At the moment, I have a DataTable that I populate a dictionary from with the id and name of each 'PaymentMethod' item (cash, debit card etc.). This only happens if the dictionary is null, so it knows to grab the information on application startup to detect any changes (no matter how rare). This is then bound to the combo boxes by using BindingSource - this all works fine and my combo boxes display what they should.

My question is: what is the best practice for using this offline dictionary to populate these different combo boxes whilst the user is using the application, and moving between forms? I don't want database connections every time the user moves between forms, but if I can help it, I'd also rather avoid global variables or static classes and properties, though I feel like my requirements demand such use?

Guidance appreciated!

Thanks
 
You pretty much have three choices:

1. Get the data once and put it somewhere that it can be accessed from anywhere in the project.
2. Get the data on demand for each form instance that will use it.
3. Get the data once for each form type and then have each instance of that type use that same source.

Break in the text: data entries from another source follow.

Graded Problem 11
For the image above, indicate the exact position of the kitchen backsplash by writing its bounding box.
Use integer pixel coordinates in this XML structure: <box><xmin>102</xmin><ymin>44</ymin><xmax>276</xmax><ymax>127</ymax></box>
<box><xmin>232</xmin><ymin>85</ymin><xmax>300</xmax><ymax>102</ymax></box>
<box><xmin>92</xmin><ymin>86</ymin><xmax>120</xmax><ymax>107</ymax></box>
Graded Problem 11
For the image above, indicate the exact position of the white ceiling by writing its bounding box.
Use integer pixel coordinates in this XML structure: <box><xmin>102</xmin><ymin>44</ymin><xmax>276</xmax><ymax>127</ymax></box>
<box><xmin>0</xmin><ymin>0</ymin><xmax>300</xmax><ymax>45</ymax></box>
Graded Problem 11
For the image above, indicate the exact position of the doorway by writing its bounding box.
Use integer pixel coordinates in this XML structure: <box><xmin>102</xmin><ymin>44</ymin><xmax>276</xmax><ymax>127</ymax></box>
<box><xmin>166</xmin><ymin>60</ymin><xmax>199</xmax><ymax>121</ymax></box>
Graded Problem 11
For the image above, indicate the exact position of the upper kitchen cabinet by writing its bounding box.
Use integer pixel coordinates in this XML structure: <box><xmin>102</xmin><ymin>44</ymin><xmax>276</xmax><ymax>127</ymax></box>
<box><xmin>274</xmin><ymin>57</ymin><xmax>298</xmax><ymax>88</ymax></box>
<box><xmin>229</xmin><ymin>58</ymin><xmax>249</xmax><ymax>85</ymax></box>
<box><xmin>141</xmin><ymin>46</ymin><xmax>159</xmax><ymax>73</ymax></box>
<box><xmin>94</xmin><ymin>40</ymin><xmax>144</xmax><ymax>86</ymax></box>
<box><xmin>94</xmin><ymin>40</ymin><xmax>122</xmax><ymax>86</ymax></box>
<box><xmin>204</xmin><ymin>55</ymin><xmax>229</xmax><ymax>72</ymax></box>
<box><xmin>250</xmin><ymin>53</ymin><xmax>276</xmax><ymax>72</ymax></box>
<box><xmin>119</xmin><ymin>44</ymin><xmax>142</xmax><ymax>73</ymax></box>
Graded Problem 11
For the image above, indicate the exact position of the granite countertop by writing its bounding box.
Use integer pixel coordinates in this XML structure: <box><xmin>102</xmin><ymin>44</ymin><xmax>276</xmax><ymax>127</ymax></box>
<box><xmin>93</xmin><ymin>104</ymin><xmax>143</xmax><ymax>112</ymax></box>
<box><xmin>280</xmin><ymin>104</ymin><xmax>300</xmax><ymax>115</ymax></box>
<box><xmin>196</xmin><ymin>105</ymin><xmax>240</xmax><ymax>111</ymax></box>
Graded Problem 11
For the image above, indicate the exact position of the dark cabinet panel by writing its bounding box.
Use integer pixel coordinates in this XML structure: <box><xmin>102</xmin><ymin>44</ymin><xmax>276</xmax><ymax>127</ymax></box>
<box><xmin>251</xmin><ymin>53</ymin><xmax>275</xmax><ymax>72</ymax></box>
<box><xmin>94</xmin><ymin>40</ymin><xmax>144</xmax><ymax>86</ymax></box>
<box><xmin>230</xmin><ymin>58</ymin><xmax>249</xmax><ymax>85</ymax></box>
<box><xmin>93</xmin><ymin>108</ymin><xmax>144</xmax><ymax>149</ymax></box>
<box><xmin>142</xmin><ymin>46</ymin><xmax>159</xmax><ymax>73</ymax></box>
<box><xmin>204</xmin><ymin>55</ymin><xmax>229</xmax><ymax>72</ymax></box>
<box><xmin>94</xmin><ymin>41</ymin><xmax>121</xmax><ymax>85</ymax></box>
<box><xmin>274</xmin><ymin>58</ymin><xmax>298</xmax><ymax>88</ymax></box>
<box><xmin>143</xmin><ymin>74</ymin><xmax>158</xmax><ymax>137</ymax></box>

Option 3 is a hybrid approach that would work similarly to what you describe above except you'd be setting a static field from a static constructor in each form that needs the data. That way, you avoid a global variable but you also avoid retrieving the same data every time the user opens a form that needs it. If you have two forms that the user opens five times each, you'd retrieve the data twice rather than ten times.
 
You pretty much have three choices:
1. Get the data once and put it somewhere that it can be accessed from anywhere in the project.

Thanks very much for taking the time to help.

On point 1: does that mean I'd 'be going down the static class & field route?

Also, what would you personally recommend? I appreciate the choices so I can make my own decision, but I'm also curious to hear what may be the preferred method based on other factors (performance, sustainability, best practice, etc.).

Thanks again.
 
It would depend on how you've architected your application. If you have a distinct data access layer that uses something like Entity Framework then your question is moot. For a simple application that does its data access in the forms, it depends on whether you have a separate DataSet per form. If so then I'd be populating that table in the DataSet separately in each form. Otheriwse, I might be inclined to do it once for the application.